Listen to contemporary accounts of the excited reports of Athens’ egalitarian attitudes from a Persian nobleman, Otanes:
The rule of the majority has a most beautiful name: equality under the law [isonomia] … The holders of offices are selected by lot and are held accountable for their actions. All deliberations are in public. I predict – and suggest that we will give up monarchy and replace it with democracy. For in democracy all things are possible.30
Although Otanes’ predictions of democracy in Persia are still to be fully realised, his final comment proved prescient. ‘In a democracy all things are possible.’ Athens was focusing not just on making herself beautiful and fit for practice, her eyes were flicking elsewhere too. Pericles could not afford simply to indulge his time with humble-born, thinking men such as Socrates and Anaxagoras – scintillating as they might be – to play around with ground-breaking political experiments. Because he now had not only a citystate, but a burgeoning empire to run.
12
DELOS – AND THE BIRTH OF AN EMPIRE
The Cyclades,
the Mediterranean basin, 478/7–454 BC
CALLICLES: What do you mean?
SOCRATES: I mean that every man is his own ruler; or is there no need of one’s ruling oneself, but only of ruling others?
Plato, Gorgias, 491d1
THE ATHENIANS HAD SHOWN THEIR IMPERIAL hand early. Up until 477 BC, it had been the Spartans who bared their teeth at the Persians, controlling the loose alliance between like-minded Hellenic city-states that was formed to prevent another Thermopylae.
But then the Athenians became Hellenic protectors-in-chief. It was they who determined who should provide ships, who should offer up human muscle to serve the Hellenic vs Barbarian cause.

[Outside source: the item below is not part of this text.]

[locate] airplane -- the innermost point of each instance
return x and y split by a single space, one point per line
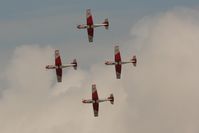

It was the Athenians who collected tribute from those who couldn’t run to oars and ramming prows. To all intents and purposes, ‘tribute’ was a protection tax, a way of paying for armaments and personnel that could be pooled for use against the Persians. That forced windfall was then stored 100 miles south-east of Athens, on the sacred island of Delos.
Delos will sound loud in Socrates’ story. Even though it appears as just a speck on the map, this tiny ‘floating’ island at the centre of the Cyclades was always believed to have sacred powers. Since prehistory, men from across the eastern Mediterranean had gathered here. They left their calling cards: simple, angular, limestone human shapes, their surfaces tattooed with staring eyes, penises, abstract, organic patterns. And now that the Greeks felt strong enough to stand up to the bully-boys of the East, they made this charmed place the centre of their league of understanding. Delos was centrally placed between the great powers of the eastern Mediterranean, and yet the island was, in the eyes of the ancients, inhabited by an unusual number of divinities and demons. No one in their right mind would attack such a possessed territory.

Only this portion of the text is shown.